Alberto Guallart – Andaluces.es / La obra de José Antonio Moreno Jurado (Sevilla, 1946) es tan vasta y omniabarcadora como la curiosidad que Aristóteles deseaba a los filósofos. Sus afanes como traductor abarcan la poesía clásica, medieval y contemporánea: Sófocles, Aristófanes, los novelistas bizantinos del siglo XII al XIV, Odysseas Elytis o Yorgos Seferis, son algunos autores de los que Moreno Jurado nos ha ofrecido versiones fieles y doctamente prologadas.
Como poeta y creador tiene casi una veintena de títulos, de los cualesDitirambos para mi propia burla obtuvo el Premio Adonais en 1973, y el poemario Bajar a la memoria logró –a su vez– el Premio Internacional de Poesía Juan Ramón Jiménez en 1985.
Recientemente, tras trece años de silencio, ha publicado un nuevo libro de versos, Últimas mareas (Madrid-México, 2012), y ahora el volumen de prosas misceláneas Cuadernos de un poeta en Mazagón (Divagaciones sobre la arena), (Tenerife, 2013).
Estos Cuadernos reúnen un batiburrillo de reflexiones que, al socaire o buen tún tún, Moreno Jurado se hace ante lo que juzga un ascenso intolerable del fanatismo religioso y de la creciente depredación capitalista de nuestras democracias y Estados del bienestar. La idea o aliento que se pasea por estas páginas recuerda la vieja advertencia volteriana, ésa que dice que “aquél que puede hacerte creer en absurdos, también puede hacerte cometer atrocidades”. Con esta nueva obra Moreno Jurado sienta plaza de “indignado”; indignado ante una moral absurda e hipócrita, mucho más interesada en controlar los movimientos de pelvis de la ciudadanía que en promover la justicia social con los necesitados; indignado ante un sistema económico que ya tiene cautivo a los poderes políticos; indignado ante los que practican una disciplina artística sin preocuparse ni poco ni mucho en averiguar las reglas que lo gobiernan; indignado ante el mundillo literario y sus vanidades mezquinas… No obstante, las páginas más conmovedoras del libro son aquéllas en las que la divagación versa sobre las renuncias y claudicaciones que el autor ha sufrido o a las que ha tenido que ir resignándose con el paso del tiempo (los sobresaltos emocionales o el hormigueo del sexo).
Si no me equivoco el fondo de este nuevo libro es reivindicar –apasionadamente– una ética sin apuntalamientos religiosos y sin Dios (disculpe la mayúscula, pero no me sale de otra forma).

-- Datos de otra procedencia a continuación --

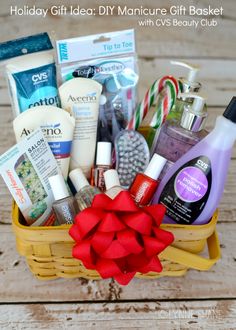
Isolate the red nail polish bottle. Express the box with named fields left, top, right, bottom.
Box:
left=129, top=154, right=166, bottom=206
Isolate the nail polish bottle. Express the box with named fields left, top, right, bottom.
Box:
left=91, top=142, right=112, bottom=191
left=104, top=170, right=124, bottom=199
left=155, top=93, right=208, bottom=179
left=129, top=154, right=166, bottom=206
left=48, top=174, right=79, bottom=225
left=69, top=168, right=101, bottom=211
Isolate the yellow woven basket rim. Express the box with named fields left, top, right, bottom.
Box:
left=12, top=202, right=219, bottom=231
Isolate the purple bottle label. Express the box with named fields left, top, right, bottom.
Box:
left=175, top=166, right=208, bottom=202
left=159, top=156, right=212, bottom=224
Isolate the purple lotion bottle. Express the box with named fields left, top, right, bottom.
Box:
left=155, top=93, right=208, bottom=179
left=152, top=97, right=236, bottom=225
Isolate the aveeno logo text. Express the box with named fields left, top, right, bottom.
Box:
left=67, top=92, right=97, bottom=103
left=96, top=61, right=125, bottom=74
left=20, top=123, right=62, bottom=137
left=32, top=71, right=48, bottom=83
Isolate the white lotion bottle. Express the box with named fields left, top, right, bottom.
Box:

Una ética laica, humanística, solidaria y sin toros. Critias el ateniense ya sostuvo que los dioses habían sido inventados por un hombre astuto con el fin de que los hombres no delinquieran cuando nadie los veía; mucho más recientemente, Vargas Llosa en La civilización del espectáculo defiende también la religión como un parapeto moral, sin el cual “la vida se iría tornando poco a poco un aquelarre de salvajismo, prepotencia y exceso”. Explíqueme porqué tiene usted más razón que ellos y deberíamos darle paso a “la sutil y dignificante conciencia del ateísmo”.
Mucho antes del Critias platónico, Jenófanes había asegurado que los hombres representan a los dioses con sus mismas formas, defectos y virtudes, y que, además, si los animales pudieran hacerlo, no dudarían en crearlos según sus propias características. Sin embargo, es posible que todo ello tenga una importancia relativa en el desarrollo del pensamiento de Occidente. Por otra parte, el argumento moral del premio o el castigo con que recuerdas a Vargas Llosa, no es nada nuevo, no aporta novedad alguna. Se ha repetido hasta la saciedad desde Hobbes. Ya nos decía Kamarazov que “si Dios ha muerto, todo nos está permitido”. No obstante, el ateísmo no caprichoso, no beligerante, sino emanado de la razón del hombre, tolerante y humanista, sin fronteras ni razas, no necesita premios o castigos, sino que actúa en plena solidaridad con lo natural que soy, yo y los otros, como conciencia de ser también naturaleza.